There is no doubt that the adoption of AI and other high-performance computing has accelerated at an extraordinary pace. The AI market is estimated to be expanding at a CAGR of 35.9% and with 83% of companies claiming that AI is a top priority in their business plans, this trend shows no signs of slowing down.
This rapid growth has fueled a thriving data center development industry but has led many data intensive businesses to scale their capacity reactively rather than considering the nature of the workloads involved.
At the same time, concerns around the significant environmental and financial impact of powering and cooling such energy hungry workloads, alongside the connectivity and latency demands of AI computing, and an increasingly fragile political and economic landscape globally - it is not surprising that many businesses are challenging their MSP to ensure their data is in the most appropriate place.
Maximizing Efficiency
Every digital activity starts a process in a data center, from internet banking to streaming tv shows, simulation modelling to interacting with your favorite conversational AI tool. All these pursuits require the processing of data - but that is where the similarities end.
Digital infrastructure used for generative AI or financial trading calculations, for example, requires the almost instantaneous processing of enormous amounts of data that necessitate incredibly fast networks.
Delays in response time caused by data travelling long distances within slower networks would be detrimental to the success of the product and as a result these types of workloads must be located within a short distance of the data source or end users - such as an edge or localized data center. These smaller facilities are often in metro locations where there is closer proximity to fiber routes, internet exchanges and submarine cables to enable access to ultra-low latency networks and redundant internet connectivity.
Metro sites are located in areas where land is at a premium, this means they often have a more dense infrastructure architecture - both of which can necessitate higher operational costs. Yet it is often completely unnecessary to host all business data in these types of data centers and certainly drives an unnecessary expense. By segmenting data by latency requirements, workloads that are latency agnostic such as the training of AI workloads can be located in more rural locations where land is at less of a premium and there is space for larger campuses offering capacity at a lower cost.
Enhancing Sustainability
Another significant consideration in data location is that of sustainability. Data centers built to suit AI workloads require an incredible amount of energy to power and cool the associated digital infrastructure. With the current electricity usage of the global data center market estimated to be 55GW, coupled with the introduction of ESG related legislation such as CSRD in the EU, many company leaders are struggling to balance the technological needs of their business with the carbon footprint of their operations. One way to mitigate this issue is to move digital infrastructure to a more sustainable data center location.
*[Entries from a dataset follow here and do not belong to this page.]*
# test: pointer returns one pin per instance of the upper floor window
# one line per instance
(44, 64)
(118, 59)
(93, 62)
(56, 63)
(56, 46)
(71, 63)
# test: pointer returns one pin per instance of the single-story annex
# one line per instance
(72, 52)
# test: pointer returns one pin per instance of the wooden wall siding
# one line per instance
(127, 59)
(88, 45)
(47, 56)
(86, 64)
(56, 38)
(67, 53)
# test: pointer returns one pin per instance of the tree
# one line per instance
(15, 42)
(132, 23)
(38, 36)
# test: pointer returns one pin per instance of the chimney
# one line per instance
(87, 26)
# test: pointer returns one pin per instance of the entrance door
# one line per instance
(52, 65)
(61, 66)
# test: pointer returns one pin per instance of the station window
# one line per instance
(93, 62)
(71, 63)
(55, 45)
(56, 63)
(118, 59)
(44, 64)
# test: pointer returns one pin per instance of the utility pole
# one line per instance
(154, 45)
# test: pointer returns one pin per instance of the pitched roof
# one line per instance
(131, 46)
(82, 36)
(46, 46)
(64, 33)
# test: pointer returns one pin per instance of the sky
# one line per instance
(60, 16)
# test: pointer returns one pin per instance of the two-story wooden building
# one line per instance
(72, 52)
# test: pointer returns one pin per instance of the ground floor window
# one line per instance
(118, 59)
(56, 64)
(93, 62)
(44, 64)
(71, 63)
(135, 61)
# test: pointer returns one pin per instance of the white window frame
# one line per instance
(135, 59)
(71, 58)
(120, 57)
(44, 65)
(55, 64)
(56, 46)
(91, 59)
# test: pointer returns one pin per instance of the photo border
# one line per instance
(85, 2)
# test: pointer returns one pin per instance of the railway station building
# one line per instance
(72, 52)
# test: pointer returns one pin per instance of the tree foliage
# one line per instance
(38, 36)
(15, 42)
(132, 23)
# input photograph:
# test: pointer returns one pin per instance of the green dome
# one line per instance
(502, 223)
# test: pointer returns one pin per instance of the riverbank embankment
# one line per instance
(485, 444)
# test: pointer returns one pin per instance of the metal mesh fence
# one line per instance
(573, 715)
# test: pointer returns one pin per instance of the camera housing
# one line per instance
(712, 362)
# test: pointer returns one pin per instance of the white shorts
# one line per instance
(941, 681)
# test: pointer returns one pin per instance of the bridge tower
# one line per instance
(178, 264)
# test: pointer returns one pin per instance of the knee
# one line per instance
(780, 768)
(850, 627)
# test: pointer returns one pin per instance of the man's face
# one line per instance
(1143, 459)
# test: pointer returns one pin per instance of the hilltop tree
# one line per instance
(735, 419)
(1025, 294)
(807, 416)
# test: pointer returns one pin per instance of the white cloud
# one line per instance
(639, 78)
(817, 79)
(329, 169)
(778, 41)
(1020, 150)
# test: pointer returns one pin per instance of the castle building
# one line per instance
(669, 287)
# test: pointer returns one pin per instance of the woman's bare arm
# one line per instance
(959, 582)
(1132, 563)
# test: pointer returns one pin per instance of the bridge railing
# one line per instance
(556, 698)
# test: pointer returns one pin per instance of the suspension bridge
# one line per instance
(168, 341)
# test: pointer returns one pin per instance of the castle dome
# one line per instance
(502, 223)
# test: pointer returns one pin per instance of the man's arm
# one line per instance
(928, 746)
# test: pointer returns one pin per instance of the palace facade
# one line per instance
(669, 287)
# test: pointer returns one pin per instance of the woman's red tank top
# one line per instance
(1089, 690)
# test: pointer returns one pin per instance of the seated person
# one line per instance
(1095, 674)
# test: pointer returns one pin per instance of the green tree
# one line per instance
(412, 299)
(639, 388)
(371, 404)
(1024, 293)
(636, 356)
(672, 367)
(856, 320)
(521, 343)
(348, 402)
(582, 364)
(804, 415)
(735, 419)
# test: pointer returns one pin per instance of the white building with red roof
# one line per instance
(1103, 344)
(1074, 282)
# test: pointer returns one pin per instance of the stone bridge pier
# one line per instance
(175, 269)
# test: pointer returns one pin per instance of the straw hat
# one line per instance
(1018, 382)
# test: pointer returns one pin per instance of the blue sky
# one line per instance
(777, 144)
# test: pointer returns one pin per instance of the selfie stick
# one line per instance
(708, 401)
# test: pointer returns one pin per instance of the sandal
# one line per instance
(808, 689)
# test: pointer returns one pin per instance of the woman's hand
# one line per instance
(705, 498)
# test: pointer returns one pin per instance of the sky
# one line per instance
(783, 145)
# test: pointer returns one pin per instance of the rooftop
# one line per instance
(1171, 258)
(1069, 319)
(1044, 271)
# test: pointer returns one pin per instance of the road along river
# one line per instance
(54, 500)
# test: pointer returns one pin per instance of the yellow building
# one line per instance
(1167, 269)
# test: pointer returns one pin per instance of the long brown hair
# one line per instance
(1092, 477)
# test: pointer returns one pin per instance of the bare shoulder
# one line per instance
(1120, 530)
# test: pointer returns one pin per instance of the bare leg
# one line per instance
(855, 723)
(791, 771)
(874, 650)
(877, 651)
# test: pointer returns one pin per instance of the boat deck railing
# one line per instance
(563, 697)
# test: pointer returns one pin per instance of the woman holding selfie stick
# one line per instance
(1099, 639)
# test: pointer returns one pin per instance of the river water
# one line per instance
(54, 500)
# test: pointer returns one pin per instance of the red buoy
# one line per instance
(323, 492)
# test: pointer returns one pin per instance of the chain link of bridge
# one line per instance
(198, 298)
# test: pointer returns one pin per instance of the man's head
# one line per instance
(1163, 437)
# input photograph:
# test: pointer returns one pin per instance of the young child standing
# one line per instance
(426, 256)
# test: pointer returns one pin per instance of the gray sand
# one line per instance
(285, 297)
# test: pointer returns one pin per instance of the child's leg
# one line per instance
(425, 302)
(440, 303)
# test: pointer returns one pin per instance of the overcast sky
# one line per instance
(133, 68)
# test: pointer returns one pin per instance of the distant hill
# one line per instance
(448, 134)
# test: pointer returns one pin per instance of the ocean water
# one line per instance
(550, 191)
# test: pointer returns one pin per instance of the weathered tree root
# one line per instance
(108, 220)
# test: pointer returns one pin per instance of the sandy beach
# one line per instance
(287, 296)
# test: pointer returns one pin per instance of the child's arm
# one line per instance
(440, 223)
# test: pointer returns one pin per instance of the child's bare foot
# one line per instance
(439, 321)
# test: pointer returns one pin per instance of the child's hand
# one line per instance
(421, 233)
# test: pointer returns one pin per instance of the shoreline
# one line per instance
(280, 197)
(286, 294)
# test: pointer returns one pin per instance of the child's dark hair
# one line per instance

The Nordic region, for example, boasts a cooler natural climate and an abundance of renewable energy that can enable highly energy efficient cooling technologies that reduce operational costs. Moreover, the Nordics are forward thinking in its circular economy principles and data center businesses are actively encouraged to recycle waste heat from the data center cooling process for the benefit of the local community. All atNorth data centers can accommodate the latest in energy efficient cooling such as Direct Liquid Cooling and Direct to Chip Cooling. The business has also formed a number of heat reuse partnerships including a collaboration with Wa3rm – a leader in the development of circular and bio-based operations for waste streams - to reuse excess heat to grow vegetables close to its DEN02 data center in Denmark and with Kesko Corporation in Finland that will utilize waste heat from atNorth’s new FIN02 campus to heat a neighbouring branch of one of its stores.
These heat reuse partnerships reduce the carbon footprint of the data center and the receiving organization and also enable clients to essentially decarbonize their IT workloads.
Sovereignty & Compliance
Within some data intensive businesses there are workloads that are so confidential they must be hosted on premise, others are bound by country specific legislation and must be within national borders or within the EU for example. A rise in political uncertainty has led many companies to more carefully consider where their data is hosted because hosting data outside of a specific jurisdiction may leave workloads exposed to regulatory or geopolitical risks - a report by CIVO found that 84 percent of UK IT leaders are now concerned that geopolitical developments could threaten their ability to access and control their data.
At the same time, conflicting legislation such as the EU’s GDPR and the US’ CLOUD Act - the former requiring strict controls on the use of personal data even if the data is processed outside of the EU, whilst the latter demands access to data held by US providers even if it is hosted outside of the US - has further fueled uncertainty in the industry and has undoubtedly given rise to an increasing number of sovereign cloud providers that offer a hybrid model, enabling the flexibility to keep sensitive data on premise and utilizing private or public cloud networks where appropriate. In this instance segmentation mitigates the risk of non-compliance and data security - an essential consideration for a business’ reputation long term.
We are worlds away from a time when companies kept all their data on premise or within their local data center facility. The modern demands on data are too great and at a time when business efficiency, sustainability and data security are competing for the attention of company leaders, it is no longer viable to take a ‘one-size-fits-all’ approach to the hosting of digital infrastructure. By segmenting business data by use case, processing speed, sensitivity and regulatory requirements, it's possible to host each workload in the most suitable location. Such a robust segmentation strategy can ensure the resilience and security of your data whilst simultaneously reducing costs and environmental impact - for long term sustainable growth.